La velocità è ormai una caratteristica dominante dei social network e con lo stesso meccanismo a scroll infinito dei contenuti pubblicati su TikTok o i Reels di Instagram, anche YouTube, con gli Shorts, ha adottato già da anni questo modello che vede interesse soprattutto da parte di un pubblico più giovane. Ed è proprio per questo motivo, al fine di tutelare la sicurezza e l’esperienza degli adolescenti, che YouTube ha annunciato il rilascio di un nuovo strumento per i genitori pensato per limitare la visione degli Shorts ai propri figli ed evitare che possano trascorrere troppo tempo sulla piattaforma.
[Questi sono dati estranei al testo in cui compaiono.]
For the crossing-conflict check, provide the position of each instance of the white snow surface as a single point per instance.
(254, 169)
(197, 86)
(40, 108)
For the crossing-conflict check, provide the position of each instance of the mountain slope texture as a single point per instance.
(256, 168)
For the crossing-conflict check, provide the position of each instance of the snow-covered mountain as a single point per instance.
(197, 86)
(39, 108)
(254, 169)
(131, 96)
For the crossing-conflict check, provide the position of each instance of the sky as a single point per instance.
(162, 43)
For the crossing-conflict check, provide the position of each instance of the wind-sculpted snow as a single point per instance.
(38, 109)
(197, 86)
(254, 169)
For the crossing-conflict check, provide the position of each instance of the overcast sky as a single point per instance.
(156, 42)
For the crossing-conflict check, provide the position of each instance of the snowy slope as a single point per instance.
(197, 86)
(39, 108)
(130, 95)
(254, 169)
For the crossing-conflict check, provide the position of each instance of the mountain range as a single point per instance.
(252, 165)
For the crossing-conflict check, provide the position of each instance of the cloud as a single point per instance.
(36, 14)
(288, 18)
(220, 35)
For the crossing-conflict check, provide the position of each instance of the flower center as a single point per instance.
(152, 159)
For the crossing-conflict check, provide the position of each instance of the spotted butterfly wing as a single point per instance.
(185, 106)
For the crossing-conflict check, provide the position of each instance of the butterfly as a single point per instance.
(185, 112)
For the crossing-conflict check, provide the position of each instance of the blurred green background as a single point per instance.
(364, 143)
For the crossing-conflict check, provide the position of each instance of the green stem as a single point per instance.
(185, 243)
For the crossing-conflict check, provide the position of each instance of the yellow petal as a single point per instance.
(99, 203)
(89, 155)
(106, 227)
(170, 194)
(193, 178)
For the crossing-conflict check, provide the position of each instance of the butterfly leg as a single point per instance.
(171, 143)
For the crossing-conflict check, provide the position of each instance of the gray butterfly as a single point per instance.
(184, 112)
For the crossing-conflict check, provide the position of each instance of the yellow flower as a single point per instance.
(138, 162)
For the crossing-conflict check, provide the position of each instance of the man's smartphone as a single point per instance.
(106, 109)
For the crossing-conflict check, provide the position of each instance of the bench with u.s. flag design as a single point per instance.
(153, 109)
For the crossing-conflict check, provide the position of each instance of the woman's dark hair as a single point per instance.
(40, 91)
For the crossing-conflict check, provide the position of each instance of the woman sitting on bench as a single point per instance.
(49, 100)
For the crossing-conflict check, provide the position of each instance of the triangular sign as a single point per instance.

“In YouTube, il nostro approccio è sempre stato quello di proteggere gli adolescenti nel mondo digitale, non da esso. Oggi i genitori, in Italia e in tutta Europa, possono impostare la quantità di tempo che i propri figli adolescenti trascorrono su Shorts, arrivando fino a zero minuti al giorno: un controllo parentale mai visto prima nel settore” dichiara in merito il Dr. Garth Graham, Global Head of YouTube Health, aggiungendo “Si tratta dell’ultimo degli strumenti che abbiamo sviluppato negli ultimi dieci anni per favorire un dialogo costruttivo in famiglia su come costruire sane abitudini digitali. Continueremo a rafforzare le tutele per le famiglie, avvalendoci del supporto di esperti indipendenti”.
La nuova funzione, già disponibile da oggi, è una novità assoluta nel settore poiché consente ai genitori non solo di impostare un limite temporale ma persino disattivare completamente il feed degli Shorts di uno specifico account supervisionato. Sul tema, il dottor Graham ha proposto inoltre alcune linee guida per supportare le famiglie a costruire abitudini digitali più sane, suggerendo un approccio basato sul dialogo, condivisione e consapevolezza. Tra gli aspetti centrali emerge, per esempio, l’importanza di parlare regolarmente delle esperienze online dei ragazzi ma anche di guardare insieme i contenuti per comprenderne davvero interessi e dinamiche; fondamentale è poi la definizione di regole chiare e condivise, supportate dagli strumenti di controllo parentale offerti da YouTube ma senza dimenticare l’equilibrio tra vita digitale e offline, promuovendo infine un uso più attento e un invito a guidare i più giovani a visionare contenuti di qualità e che possano ampliare le loro prospettive.
Infine, YouTube ha anche semplificato la procedura prevista per coloro che desiderano aggiungere i propri figli nell’account YouTube più adatto per la loro fascia d’età: attraverso pochi passaggi, infatti, i genitori possono creare un account supervisionato per i figli direttamente dalla piattaforma e scegliere le impostazioni dei contenuti ritenute più idonee per loro.